Neiked (stylised as NEIKED) is a Swedish artist collective of singers, songwriters and record producers. Victor Rådström and Mikael Rabus founded Neiked, a group that comprises rising artists, producers, writers and vocalists.

Rådström got his start writing songs in the basement of his home. Upon hearing his music, his friends were impressed by his creativity and encouraged him to reach out to various record labels in order to share his music with a larger audience. Impatient with the pace of the labels and with an eagerness to share the project with the world, Rådström and his friend and collaborator Rabus took matters into their own hands, formed the Neiked Collective, and released the music independently. The two of them are the founding parts of the independent label Neiked Collective. The collective has since appeared on shows such as BBC Live Lounge and on Scandinavian talk shows, showcasing the young producer's work in an unorthodox way.

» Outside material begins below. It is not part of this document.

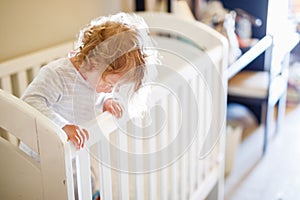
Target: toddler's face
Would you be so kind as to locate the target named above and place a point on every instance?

Neiked's third single "Sexual" (2016) reached a peak position of number four on the Australian Singles Chart and number five on the UK Singles Chart. "Sexual" was influenced by Marvin Gaye's "Sexual Healing"; Rådström came up with the line "I'm feeling sexual so we should be sexual", with that thought forming the base of the song.

In 2018 they released the single "How Did I Find You" featuring Swedish singer and childhood friend Miriam Bryant, which features "a woozy, dusk-drenched pulse". Neiked released the single "Sometimes" in November 2019, which was called a "big and brassy declaration, [with] engaging production and west-coast warmth".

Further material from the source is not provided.